Sanary ist aber auch der Beginn einer Familienkrise bei den Manns, deren Anlass die neue politische Lage in Deutschland ist. Klaus eher radikal, gibt mit Unterstützung von André Gide, Aldous Huxley und Heinrich Mann die Exil-Zeitschrift Die Sammlung heraus. Thomas Mann findet die politischen Artikel zu polemisch und aus Angst seine Leserschaft zu verlieren, zieht er seine Zusage zur Mitarbeit zurück.

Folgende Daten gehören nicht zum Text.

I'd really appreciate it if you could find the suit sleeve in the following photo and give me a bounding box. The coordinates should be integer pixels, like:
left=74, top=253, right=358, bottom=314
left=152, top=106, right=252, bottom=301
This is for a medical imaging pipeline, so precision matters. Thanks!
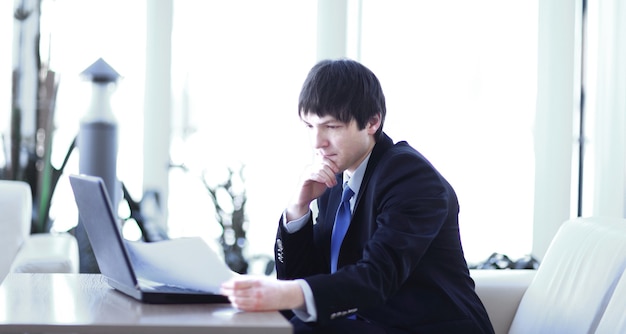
left=274, top=211, right=316, bottom=280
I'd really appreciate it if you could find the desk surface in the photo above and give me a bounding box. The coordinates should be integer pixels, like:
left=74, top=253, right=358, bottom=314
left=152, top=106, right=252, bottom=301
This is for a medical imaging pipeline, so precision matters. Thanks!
left=0, top=274, right=292, bottom=334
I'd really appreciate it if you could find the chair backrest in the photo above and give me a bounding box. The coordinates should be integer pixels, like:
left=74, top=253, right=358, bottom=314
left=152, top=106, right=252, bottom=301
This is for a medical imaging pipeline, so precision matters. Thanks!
left=0, top=180, right=33, bottom=280
left=596, top=272, right=626, bottom=334
left=509, top=217, right=626, bottom=334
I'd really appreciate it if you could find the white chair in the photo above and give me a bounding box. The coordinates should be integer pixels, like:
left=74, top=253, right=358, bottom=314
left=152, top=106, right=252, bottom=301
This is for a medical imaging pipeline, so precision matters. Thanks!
left=0, top=180, right=78, bottom=281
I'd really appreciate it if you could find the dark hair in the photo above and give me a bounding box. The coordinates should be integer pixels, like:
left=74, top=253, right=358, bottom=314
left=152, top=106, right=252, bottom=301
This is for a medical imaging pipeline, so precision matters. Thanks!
left=298, top=59, right=387, bottom=138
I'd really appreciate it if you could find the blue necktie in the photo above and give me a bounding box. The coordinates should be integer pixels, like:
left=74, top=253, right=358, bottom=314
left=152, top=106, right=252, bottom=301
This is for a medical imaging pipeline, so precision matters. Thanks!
left=330, top=184, right=354, bottom=273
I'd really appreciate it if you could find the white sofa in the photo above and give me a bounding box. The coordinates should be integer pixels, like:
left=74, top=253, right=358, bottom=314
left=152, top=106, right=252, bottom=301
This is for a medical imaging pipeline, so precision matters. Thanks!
left=0, top=180, right=79, bottom=281
left=471, top=217, right=626, bottom=334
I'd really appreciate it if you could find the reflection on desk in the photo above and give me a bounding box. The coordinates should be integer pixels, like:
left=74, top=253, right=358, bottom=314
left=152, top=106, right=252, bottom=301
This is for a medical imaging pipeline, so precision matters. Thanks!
left=0, top=274, right=292, bottom=334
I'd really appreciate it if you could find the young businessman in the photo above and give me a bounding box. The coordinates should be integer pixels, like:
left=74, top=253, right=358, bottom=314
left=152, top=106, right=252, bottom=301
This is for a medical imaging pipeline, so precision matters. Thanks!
left=222, top=59, right=493, bottom=334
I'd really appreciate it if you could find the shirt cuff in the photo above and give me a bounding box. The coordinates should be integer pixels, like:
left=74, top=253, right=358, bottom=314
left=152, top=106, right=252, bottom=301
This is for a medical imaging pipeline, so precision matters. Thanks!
left=292, top=279, right=317, bottom=322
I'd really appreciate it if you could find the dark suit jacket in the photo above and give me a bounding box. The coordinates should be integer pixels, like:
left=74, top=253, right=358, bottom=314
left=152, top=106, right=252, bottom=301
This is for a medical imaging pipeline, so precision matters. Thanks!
left=275, top=135, right=493, bottom=333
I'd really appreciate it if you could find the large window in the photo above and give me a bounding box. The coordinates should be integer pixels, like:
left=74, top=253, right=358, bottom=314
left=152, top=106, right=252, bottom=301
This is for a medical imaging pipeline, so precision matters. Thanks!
left=3, top=0, right=537, bottom=262
left=361, top=0, right=537, bottom=261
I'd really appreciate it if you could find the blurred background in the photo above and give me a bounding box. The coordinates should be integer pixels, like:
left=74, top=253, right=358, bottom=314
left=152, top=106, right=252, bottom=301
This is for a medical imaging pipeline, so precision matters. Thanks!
left=0, top=0, right=624, bottom=270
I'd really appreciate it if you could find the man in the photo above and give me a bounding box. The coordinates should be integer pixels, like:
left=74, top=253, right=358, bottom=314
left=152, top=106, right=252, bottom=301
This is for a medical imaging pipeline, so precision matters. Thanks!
left=222, top=59, right=493, bottom=334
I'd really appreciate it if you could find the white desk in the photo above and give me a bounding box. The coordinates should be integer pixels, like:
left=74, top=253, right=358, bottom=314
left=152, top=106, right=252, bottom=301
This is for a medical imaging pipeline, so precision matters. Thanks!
left=0, top=274, right=292, bottom=334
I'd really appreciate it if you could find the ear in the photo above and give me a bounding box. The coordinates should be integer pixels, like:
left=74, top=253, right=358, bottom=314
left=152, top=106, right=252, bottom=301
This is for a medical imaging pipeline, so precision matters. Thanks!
left=365, top=114, right=381, bottom=135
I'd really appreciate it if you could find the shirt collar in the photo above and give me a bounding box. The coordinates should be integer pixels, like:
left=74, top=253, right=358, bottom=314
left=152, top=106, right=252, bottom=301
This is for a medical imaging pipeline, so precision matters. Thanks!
left=343, top=152, right=372, bottom=194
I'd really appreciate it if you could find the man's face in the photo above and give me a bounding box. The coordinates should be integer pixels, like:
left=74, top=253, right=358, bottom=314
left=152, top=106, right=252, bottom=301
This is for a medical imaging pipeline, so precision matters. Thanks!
left=302, top=113, right=380, bottom=172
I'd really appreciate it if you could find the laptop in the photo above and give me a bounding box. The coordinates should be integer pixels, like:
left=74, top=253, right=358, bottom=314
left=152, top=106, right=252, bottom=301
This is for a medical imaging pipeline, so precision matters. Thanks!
left=69, top=174, right=229, bottom=304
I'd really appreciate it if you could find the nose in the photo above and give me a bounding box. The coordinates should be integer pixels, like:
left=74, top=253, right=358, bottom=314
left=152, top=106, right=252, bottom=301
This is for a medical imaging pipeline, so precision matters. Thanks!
left=312, top=128, right=328, bottom=149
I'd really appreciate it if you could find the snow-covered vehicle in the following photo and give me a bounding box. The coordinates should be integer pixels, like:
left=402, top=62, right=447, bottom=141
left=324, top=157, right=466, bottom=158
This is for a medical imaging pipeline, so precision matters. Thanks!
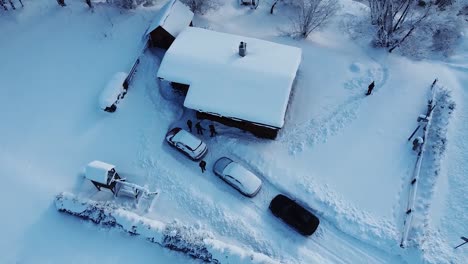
left=85, top=160, right=158, bottom=209
left=270, top=194, right=320, bottom=236
left=99, top=72, right=128, bottom=113
left=239, top=0, right=260, bottom=8
left=166, top=127, right=208, bottom=160
left=213, top=157, right=262, bottom=197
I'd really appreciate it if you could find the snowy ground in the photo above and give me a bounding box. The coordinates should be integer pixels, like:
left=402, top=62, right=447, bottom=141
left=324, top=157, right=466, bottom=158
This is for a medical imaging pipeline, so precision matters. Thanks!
left=0, top=0, right=468, bottom=263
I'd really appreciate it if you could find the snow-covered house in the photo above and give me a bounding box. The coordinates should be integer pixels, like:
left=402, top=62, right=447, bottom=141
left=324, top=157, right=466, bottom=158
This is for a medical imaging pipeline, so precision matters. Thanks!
left=145, top=0, right=193, bottom=49
left=157, top=27, right=302, bottom=139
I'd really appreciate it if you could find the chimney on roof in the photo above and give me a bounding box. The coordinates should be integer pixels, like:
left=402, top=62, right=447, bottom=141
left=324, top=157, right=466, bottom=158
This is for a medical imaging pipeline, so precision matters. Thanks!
left=239, top=41, right=247, bottom=57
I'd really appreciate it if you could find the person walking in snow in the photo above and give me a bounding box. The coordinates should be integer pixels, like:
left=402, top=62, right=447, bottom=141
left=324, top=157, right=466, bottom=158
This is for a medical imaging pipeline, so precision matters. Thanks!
left=85, top=0, right=93, bottom=9
left=187, top=119, right=192, bottom=133
left=199, top=160, right=206, bottom=173
left=366, top=81, right=375, bottom=95
left=195, top=121, right=205, bottom=135
left=209, top=124, right=218, bottom=137
left=413, top=137, right=424, bottom=152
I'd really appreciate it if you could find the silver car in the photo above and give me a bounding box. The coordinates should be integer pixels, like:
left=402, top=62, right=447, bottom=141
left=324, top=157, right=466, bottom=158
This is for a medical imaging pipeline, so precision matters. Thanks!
left=213, top=157, right=262, bottom=197
left=166, top=127, right=208, bottom=160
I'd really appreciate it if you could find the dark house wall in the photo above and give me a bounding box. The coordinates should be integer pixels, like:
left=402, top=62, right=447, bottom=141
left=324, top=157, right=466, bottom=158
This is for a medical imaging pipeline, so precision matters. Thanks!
left=197, top=112, right=279, bottom=139
left=171, top=82, right=190, bottom=95
left=149, top=26, right=175, bottom=50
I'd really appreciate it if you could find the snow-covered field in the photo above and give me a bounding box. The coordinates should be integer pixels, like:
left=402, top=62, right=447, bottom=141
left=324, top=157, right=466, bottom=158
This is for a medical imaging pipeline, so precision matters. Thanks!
left=0, top=0, right=468, bottom=263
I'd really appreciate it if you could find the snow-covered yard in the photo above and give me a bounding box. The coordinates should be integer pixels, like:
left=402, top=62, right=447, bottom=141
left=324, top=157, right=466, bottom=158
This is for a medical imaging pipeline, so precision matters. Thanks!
left=0, top=0, right=468, bottom=263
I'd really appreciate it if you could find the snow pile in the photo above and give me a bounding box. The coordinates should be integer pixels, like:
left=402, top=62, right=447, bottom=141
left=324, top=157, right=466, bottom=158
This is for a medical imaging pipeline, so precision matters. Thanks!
left=55, top=193, right=278, bottom=264
left=145, top=0, right=193, bottom=37
left=410, top=86, right=455, bottom=263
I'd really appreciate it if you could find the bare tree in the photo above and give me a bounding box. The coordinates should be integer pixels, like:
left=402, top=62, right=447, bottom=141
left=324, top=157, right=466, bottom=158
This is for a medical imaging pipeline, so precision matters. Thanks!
left=0, top=0, right=8, bottom=11
left=369, top=0, right=432, bottom=52
left=291, top=0, right=339, bottom=38
left=181, top=0, right=219, bottom=15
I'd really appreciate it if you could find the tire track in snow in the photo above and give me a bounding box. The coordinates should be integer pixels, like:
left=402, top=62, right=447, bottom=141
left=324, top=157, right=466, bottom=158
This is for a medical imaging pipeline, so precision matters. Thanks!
left=278, top=61, right=389, bottom=155
left=139, top=52, right=396, bottom=263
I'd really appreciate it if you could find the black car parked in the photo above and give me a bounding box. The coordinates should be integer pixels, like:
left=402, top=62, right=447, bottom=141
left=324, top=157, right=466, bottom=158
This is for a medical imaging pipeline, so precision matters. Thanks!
left=270, top=194, right=320, bottom=236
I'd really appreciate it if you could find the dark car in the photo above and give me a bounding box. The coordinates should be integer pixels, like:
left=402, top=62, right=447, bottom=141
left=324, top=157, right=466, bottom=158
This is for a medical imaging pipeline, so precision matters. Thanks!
left=270, top=194, right=320, bottom=236
left=166, top=127, right=208, bottom=160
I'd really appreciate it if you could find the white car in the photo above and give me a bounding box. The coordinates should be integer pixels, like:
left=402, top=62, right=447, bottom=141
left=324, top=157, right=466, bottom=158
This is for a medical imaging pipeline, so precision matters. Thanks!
left=213, top=157, right=262, bottom=197
left=166, top=127, right=208, bottom=160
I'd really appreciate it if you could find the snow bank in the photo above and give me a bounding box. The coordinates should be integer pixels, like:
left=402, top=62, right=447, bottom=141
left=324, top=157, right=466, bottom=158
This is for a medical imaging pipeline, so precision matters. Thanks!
left=55, top=193, right=279, bottom=264
left=408, top=86, right=455, bottom=263
left=99, top=72, right=128, bottom=109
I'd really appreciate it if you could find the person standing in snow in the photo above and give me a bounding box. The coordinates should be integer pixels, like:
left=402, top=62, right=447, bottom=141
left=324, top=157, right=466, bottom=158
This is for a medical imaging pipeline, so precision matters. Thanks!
left=199, top=160, right=206, bottom=173
left=366, top=81, right=375, bottom=95
left=187, top=119, right=192, bottom=133
left=209, top=124, right=218, bottom=137
left=195, top=121, right=205, bottom=135
left=85, top=0, right=93, bottom=9
left=413, top=137, right=424, bottom=152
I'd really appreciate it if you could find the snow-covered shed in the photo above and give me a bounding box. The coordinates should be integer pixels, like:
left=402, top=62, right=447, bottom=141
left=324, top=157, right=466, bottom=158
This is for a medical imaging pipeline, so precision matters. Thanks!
left=145, top=0, right=193, bottom=49
left=157, top=27, right=302, bottom=139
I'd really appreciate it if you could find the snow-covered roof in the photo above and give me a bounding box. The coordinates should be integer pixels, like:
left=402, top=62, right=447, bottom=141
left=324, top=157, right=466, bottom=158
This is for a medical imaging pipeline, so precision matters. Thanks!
left=99, top=72, right=128, bottom=109
left=85, top=160, right=115, bottom=184
left=158, top=27, right=302, bottom=128
left=145, top=0, right=193, bottom=37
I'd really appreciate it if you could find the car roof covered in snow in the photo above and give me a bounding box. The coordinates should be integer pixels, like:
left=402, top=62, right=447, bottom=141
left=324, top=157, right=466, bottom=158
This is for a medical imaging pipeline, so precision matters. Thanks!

Am 22. September 1933 nehmen die Manns Abschied von Sanary und reisen zur nächsten Station ihres Exils in die Schweiz, wo Tochter Erika bereits ein ihren Ansprüchen entsprechendes Haus in Küsnacht gemietet hat. Beim letzten Mittagessen im Hotel de la Tour hält Thomas Rückblick auf die in Sanary verbrachte Zeit und stellt mit Dankbarkeit fest, Frieden und Gelassenheit in der Seele gefunden zu haben. Am 18. August 1936 nimmt Thomas Mann die tschechische Staatsbürgerschaft an. Zwei Wochen später wird er von den Nazis ausgebürgert. Nach Österreichs Anschluss an das Nazi-Deutschland im März 1938 fühlt sich Thomas Mann in der Schweiz nicht mehr in Sicherheit und entscheidet sich zur Emigration in die USA. Wie auch in Sanary gehören die Manns in den Vereinigten Staaten zu den Privilegierten unter den Exilanten. 1944 erhält er die amerikanische Staatsbürgerschaft. Nach vierzehn Jahren in Amerika kehren die Manns 1952 zurück in die Schweiz, wo Thomas am 12. August 1955 in Zürich stirbt.


Die Mediathek Jacques Duhamel in Sanary-sur-Mer bietet eine Sammlung von Büchern zum Thema Erinnerung an das Exil in Sanary.